The contract for the work is dated 14 February 1496 and contains detailed instructions for its production and for its wooden frame by Mattia di Tommaso da Reggio, which imitated the architecture of the church's facade.
Predella of Pala di Santa Maria dei Fossi The central panel shows the Madonna and Child with the infant John the Baptist - the Virgin Mary was the church's patron saint.
The reliefs on the Madonna's throne are inspired by those on ancient Roman sarcophagi, then being rediscovered as part of the Italian Renaissance, whilst behind it is an Umbrian landscape.

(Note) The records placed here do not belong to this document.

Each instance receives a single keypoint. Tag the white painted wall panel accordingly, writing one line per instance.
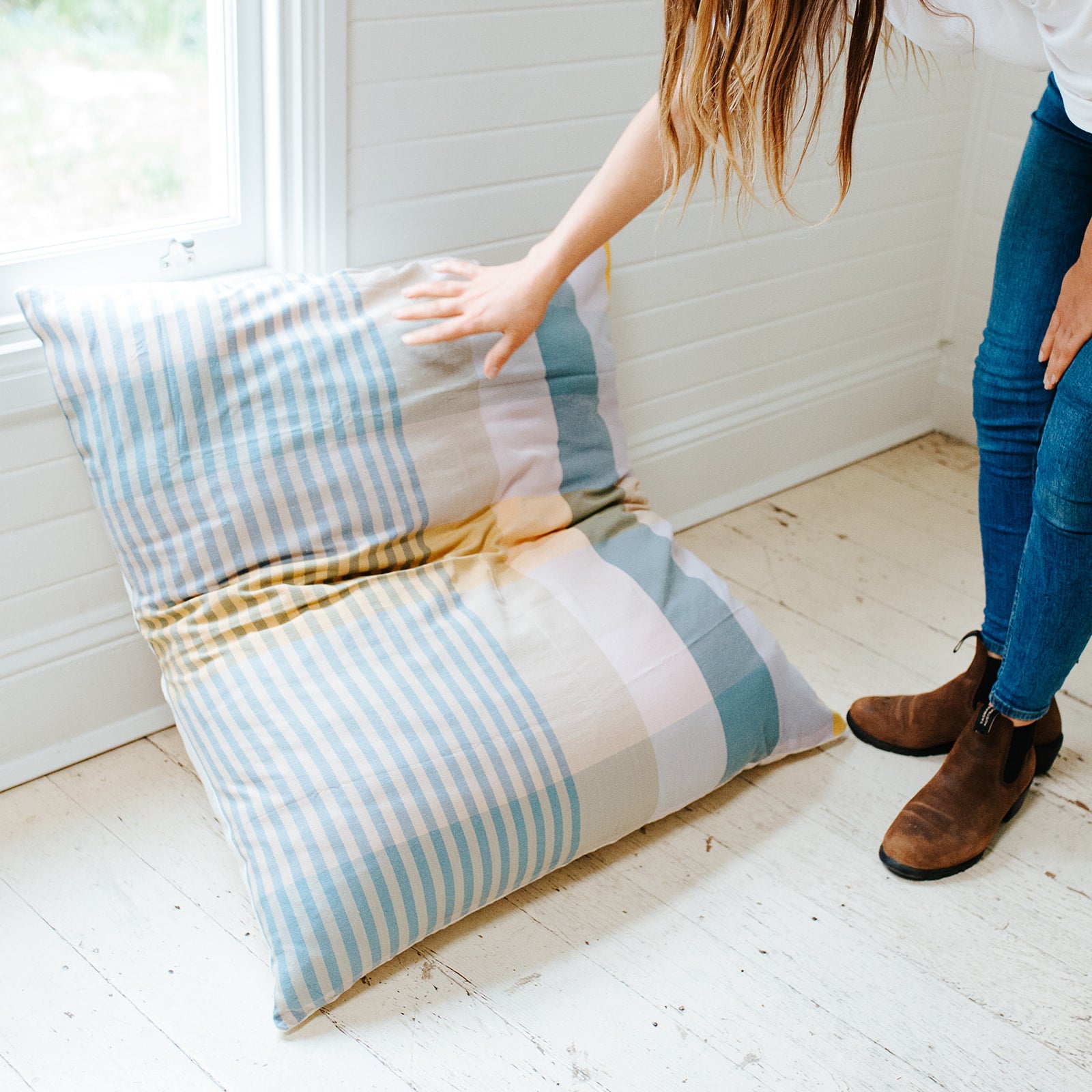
(749, 360)
(1001, 119)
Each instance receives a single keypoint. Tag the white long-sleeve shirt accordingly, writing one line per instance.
(1039, 34)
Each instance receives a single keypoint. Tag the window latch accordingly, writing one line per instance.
(179, 254)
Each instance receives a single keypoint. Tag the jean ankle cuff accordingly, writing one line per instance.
(1015, 713)
(993, 646)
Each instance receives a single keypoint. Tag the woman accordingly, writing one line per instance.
(732, 91)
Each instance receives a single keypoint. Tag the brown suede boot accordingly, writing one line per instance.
(950, 822)
(930, 723)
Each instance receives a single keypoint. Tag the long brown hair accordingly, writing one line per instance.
(741, 78)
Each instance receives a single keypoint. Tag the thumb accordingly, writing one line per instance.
(500, 355)
(1048, 347)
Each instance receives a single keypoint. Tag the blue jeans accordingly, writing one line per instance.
(1035, 446)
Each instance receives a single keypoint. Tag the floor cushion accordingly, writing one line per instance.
(422, 636)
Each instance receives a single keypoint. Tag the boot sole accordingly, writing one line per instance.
(1046, 753)
(909, 873)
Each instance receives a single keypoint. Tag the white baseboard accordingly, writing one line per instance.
(796, 475)
(87, 745)
(715, 462)
(693, 471)
(953, 405)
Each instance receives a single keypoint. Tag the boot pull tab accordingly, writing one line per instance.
(973, 633)
(986, 720)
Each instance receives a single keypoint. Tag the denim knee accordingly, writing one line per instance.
(1063, 502)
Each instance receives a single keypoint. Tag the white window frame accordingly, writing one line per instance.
(298, 134)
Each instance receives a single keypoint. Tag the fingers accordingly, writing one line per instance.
(440, 309)
(1048, 347)
(435, 289)
(1062, 355)
(457, 265)
(451, 330)
(500, 354)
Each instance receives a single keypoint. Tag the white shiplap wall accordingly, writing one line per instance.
(748, 360)
(746, 363)
(1001, 116)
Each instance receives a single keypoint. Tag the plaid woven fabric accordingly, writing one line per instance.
(423, 639)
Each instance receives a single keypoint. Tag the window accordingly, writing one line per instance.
(132, 136)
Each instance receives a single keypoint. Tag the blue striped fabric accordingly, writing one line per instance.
(423, 639)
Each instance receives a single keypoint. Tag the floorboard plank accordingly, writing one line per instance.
(753, 940)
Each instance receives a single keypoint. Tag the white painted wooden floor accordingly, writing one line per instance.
(753, 942)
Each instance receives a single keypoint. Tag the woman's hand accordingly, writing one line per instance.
(1072, 324)
(507, 300)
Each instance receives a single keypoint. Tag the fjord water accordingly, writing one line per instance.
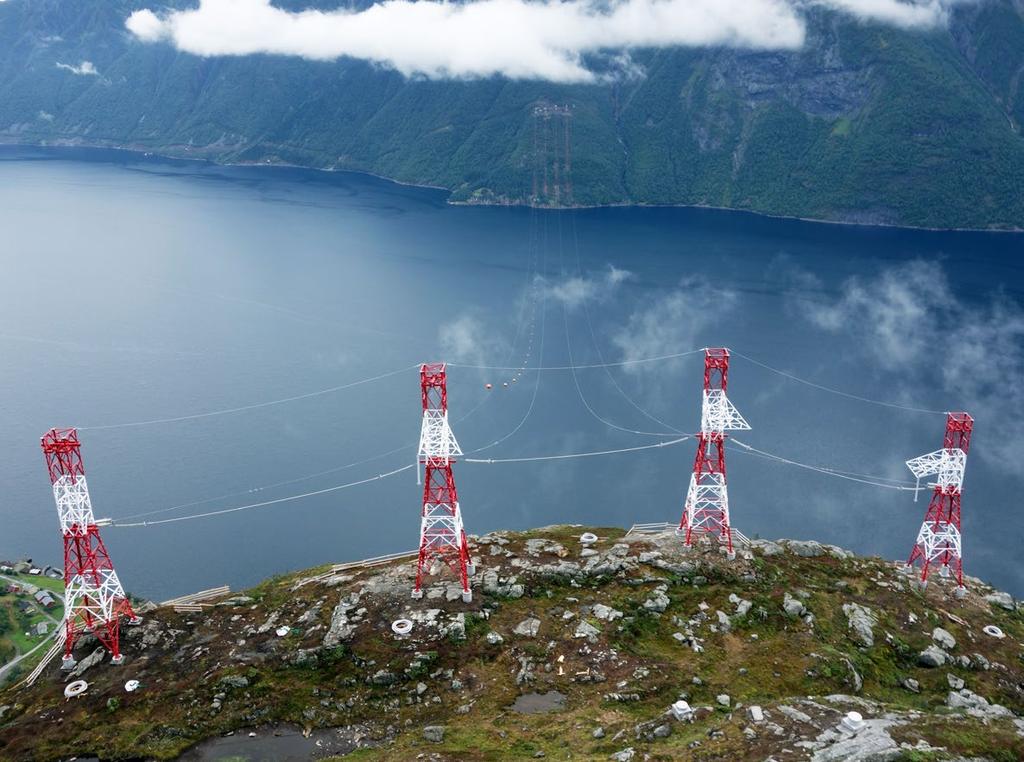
(136, 288)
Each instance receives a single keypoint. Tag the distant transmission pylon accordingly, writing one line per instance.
(94, 600)
(441, 533)
(707, 508)
(939, 539)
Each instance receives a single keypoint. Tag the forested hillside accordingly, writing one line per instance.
(865, 123)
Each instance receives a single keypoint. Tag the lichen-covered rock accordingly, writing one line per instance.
(1004, 600)
(658, 600)
(805, 548)
(433, 733)
(861, 622)
(975, 705)
(793, 606)
(233, 681)
(943, 638)
(340, 628)
(606, 614)
(527, 628)
(932, 657)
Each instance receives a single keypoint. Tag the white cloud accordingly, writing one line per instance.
(520, 39)
(467, 340)
(909, 322)
(576, 290)
(85, 69)
(674, 323)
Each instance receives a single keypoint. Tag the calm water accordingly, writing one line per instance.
(136, 289)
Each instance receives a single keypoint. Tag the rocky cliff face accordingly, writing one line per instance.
(865, 123)
(581, 651)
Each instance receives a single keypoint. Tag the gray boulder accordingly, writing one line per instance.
(233, 681)
(433, 733)
(870, 744)
(932, 657)
(658, 601)
(976, 706)
(806, 548)
(793, 606)
(943, 638)
(1004, 600)
(861, 622)
(527, 628)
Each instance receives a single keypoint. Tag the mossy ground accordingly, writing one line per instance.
(765, 658)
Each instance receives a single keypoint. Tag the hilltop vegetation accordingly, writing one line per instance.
(623, 629)
(866, 123)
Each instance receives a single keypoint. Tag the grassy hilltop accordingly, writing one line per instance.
(621, 630)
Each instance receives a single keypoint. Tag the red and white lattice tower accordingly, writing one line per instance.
(939, 539)
(441, 535)
(94, 599)
(707, 509)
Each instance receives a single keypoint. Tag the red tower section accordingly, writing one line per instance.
(441, 534)
(94, 599)
(939, 541)
(707, 509)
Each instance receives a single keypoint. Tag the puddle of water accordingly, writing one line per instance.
(540, 703)
(273, 745)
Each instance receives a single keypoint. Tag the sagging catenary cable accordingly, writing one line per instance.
(289, 499)
(567, 456)
(255, 406)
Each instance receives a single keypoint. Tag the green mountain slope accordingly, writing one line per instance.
(866, 123)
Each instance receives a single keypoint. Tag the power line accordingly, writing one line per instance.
(597, 345)
(540, 358)
(576, 378)
(577, 455)
(849, 475)
(289, 499)
(829, 389)
(620, 364)
(255, 406)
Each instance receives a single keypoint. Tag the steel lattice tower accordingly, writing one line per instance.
(94, 599)
(707, 508)
(441, 533)
(939, 538)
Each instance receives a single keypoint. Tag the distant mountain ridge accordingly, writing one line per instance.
(865, 123)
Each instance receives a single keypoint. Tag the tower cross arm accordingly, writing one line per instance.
(719, 414)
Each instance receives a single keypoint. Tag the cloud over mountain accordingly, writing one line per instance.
(519, 39)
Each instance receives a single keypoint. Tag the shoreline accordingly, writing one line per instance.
(5, 142)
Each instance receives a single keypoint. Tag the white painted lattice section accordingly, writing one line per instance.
(74, 506)
(718, 414)
(84, 592)
(947, 465)
(708, 504)
(437, 442)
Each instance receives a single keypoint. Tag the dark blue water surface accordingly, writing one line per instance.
(135, 288)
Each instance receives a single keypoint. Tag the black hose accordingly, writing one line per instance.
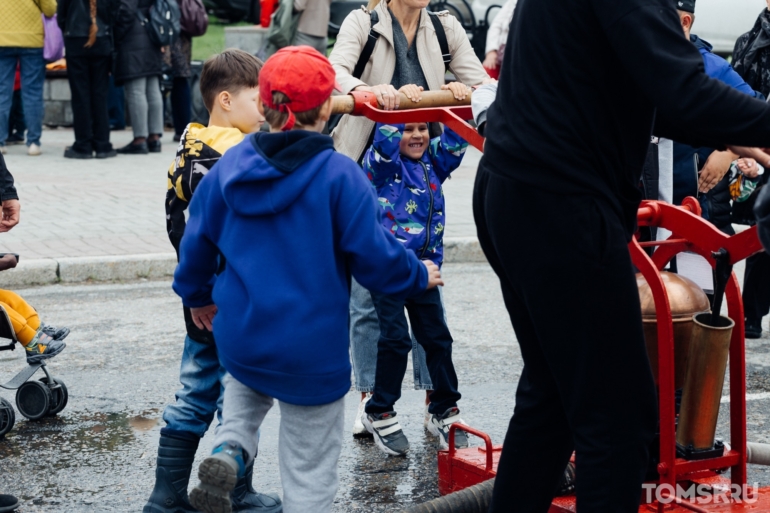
(474, 499)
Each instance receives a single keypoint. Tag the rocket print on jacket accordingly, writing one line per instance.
(409, 191)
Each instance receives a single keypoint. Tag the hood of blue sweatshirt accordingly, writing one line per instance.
(272, 178)
(294, 220)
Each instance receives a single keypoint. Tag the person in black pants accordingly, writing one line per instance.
(87, 29)
(555, 230)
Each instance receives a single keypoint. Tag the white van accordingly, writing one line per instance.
(720, 22)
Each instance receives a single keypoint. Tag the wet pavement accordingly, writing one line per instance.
(121, 368)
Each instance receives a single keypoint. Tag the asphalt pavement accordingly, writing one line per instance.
(121, 367)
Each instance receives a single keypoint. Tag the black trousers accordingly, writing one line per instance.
(569, 287)
(89, 77)
(756, 286)
(427, 317)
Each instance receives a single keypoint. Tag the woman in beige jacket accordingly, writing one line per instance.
(407, 56)
(352, 134)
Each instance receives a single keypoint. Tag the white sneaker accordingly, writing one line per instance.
(359, 430)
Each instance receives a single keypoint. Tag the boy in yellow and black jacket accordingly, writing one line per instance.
(229, 86)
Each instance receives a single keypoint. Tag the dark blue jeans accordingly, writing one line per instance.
(426, 315)
(32, 80)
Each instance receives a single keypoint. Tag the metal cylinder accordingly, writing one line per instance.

The contract also stipulated figures of Ubald, Bernard of Clairvaux, Joseph, the local saint Dignamerita of Brescia (a martyr in the Hadrianic persecutions) and other popes, cardinals and devotees - it is unclear if those other panels were ever completed or if they were part of the original decoration of the pilasters, lost when the work was split up in the late 18th century.
Two smaller side panels above Augustine and Jerome form a two-part Annunciation, with Gabriel on the left and Mary on the right - her room shows an early use of grotesque decoration, whilst her books are painted in a style influenced by contemporary Flemish still lifes.
It was neglected by 20th century art criticism, though in 1960 Carli dated it to the peak of the painter's career and praised the "extraordinary lightness and freshness of its colours".